Business sector wants more liberalization of 2010 Investment Priorities Plan
Stakeholders have asked the Board of Investments to further liberalize the listing of the 2010 Investment Priorities Plan (IPP) including the reduction of the $300 million investments hurdle for strategic industries to $150 million or $100 million, expansion of the list to include existing players like cement and retention of those intended already for delisting like the vertical mass housing.
These issues were raised at Monday’s public hearing for the proposed 2010 IPP, an annual list of priority economic activities that are entitled to government tax and fiscal incentives.
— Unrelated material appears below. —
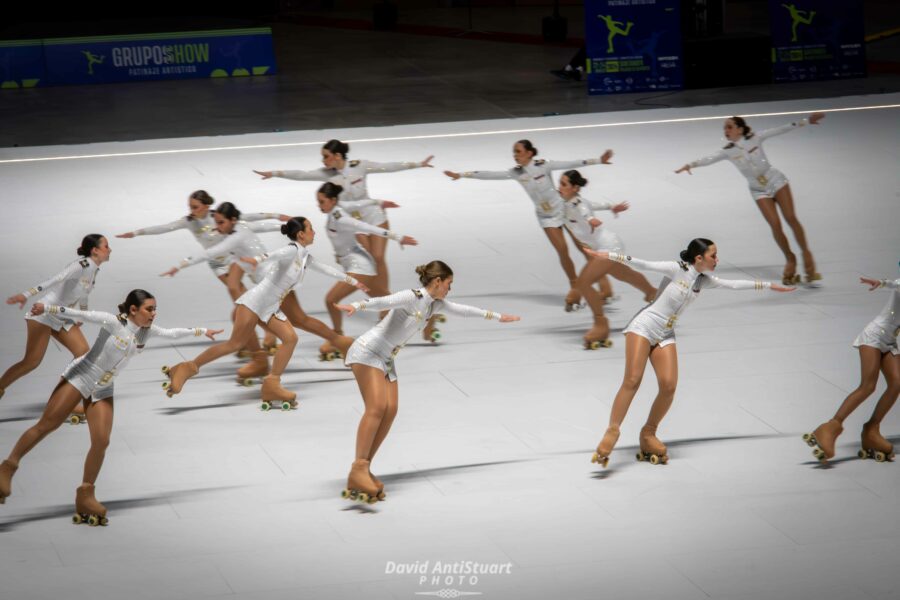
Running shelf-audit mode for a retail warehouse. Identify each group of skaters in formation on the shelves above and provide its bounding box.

On the $300 million investments hurdle for investments under strategic industries, Elmer SanPascual, director of the Philippine Economic Zone Authority (PEZA) has proposed to halve the requirement to $150 million or $100 million to allow more compamies to qualify.
“A P15 billion investment requirement is limiting but if we can lower this to P10 billion or P5 billion we can have wider coverage and encourage more investment inflow opportunities,” said San Pascual.
There are also three conditions set under the strategic industries which the industry players want liberalized aside from the investments hurdle. These are employment generation of at least 1,000, use of new or internationally accepted high level of technology, and creation of value-added.
“We should liberalize rather than be more stringent,” an industry player said.
BoI executive director Raul V. Angeles, however, explained that the intention is to restrict the listing under the “Strategic Industries” because those that cannot meet the conditions under this heading can register under the specific listing.
Projects under the “Strategic Industries” heading covers major projects of global companies intended to be located only in one country as a regional hub where the Philippines is one of the short-listed countries for investment location.
The granting of incentives under this heading would be discretionary in nature and will be approved upon determination by the Board and in consultation with the Department of Finance, National Economic and Development Authority and other appropriate government agencies.